My LCD shield arrived from the Netherlands so I was able to tidy up the display portion of my DAC project. The shield or PCB just required some header pins added to plug it directly into the Arduino UNO board and for harness connectors. Three harnesses connect the LCD, rotary encoder and IR receiver for the remote. Another harness (seen in the fourth picture) connects to the DAC board. You can see how the shield makes for a much neater install.
Other components mounted on the shield are the level converter that drops 5v down to 3.5 for the Buffalo III I2C (two wire serial control) header. Also on the shield is a MCP42010 two channel digital resistor to control LCD backlighting, also via remote. Up a couple of posts I had already added the I2C control of the LCD which makes for a significant reduction in wires to the LCD screen.
I got the shield from CE-designs and it ran me 5 euro or $6.47 plus postage.

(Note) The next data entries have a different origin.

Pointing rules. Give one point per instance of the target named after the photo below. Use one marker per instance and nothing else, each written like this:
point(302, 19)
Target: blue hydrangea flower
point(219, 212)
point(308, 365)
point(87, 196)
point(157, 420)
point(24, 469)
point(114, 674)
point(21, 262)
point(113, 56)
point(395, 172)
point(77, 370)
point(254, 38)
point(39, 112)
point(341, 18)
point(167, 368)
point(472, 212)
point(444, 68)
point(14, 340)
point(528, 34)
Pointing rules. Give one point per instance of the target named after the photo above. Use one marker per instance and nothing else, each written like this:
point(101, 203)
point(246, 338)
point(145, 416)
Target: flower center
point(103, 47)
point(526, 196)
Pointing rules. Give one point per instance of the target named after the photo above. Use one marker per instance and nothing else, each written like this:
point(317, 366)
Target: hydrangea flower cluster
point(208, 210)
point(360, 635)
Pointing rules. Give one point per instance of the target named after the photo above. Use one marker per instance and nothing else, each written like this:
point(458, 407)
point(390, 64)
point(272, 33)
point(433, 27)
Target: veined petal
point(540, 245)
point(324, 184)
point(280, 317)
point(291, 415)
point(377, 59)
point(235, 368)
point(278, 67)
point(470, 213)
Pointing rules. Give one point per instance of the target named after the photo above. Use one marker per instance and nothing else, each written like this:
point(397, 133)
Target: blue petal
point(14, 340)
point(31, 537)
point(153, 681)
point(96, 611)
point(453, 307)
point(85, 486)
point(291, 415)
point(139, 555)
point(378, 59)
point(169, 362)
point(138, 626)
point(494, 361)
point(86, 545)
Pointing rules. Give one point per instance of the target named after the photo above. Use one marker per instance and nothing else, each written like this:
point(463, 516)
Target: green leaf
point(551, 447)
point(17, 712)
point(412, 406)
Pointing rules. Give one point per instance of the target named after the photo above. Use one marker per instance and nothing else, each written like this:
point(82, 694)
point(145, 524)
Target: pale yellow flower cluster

Aside from some fine tuning on the code, getting a nice enclosure is up next. In the final build, I'll add a USB cable/input so I can program the Arduino without removing the cover.
Nice work Rich, again. Your one of a few that put as much effort into squeezing every last drop of SQ from your digital as you do your analog.
That's a nice way of saying it, Tony. One could also say "Geez, Rich, you're somewhere in between "OCD" and "lunatic."
(I keed, I keed!) :lol:
And that is a good thing, right?:cheesygrin: Thanks Tony! The end is in sight. I decided on a hi-res USB to I2S module to try since the Twisted Pear hi-res USB module is yet to be released. My Netherlands connection has one and will report his findings. Many folks say due to the DAC chip design, you don't as big a boost in SQ going from SPDIF to I2S input.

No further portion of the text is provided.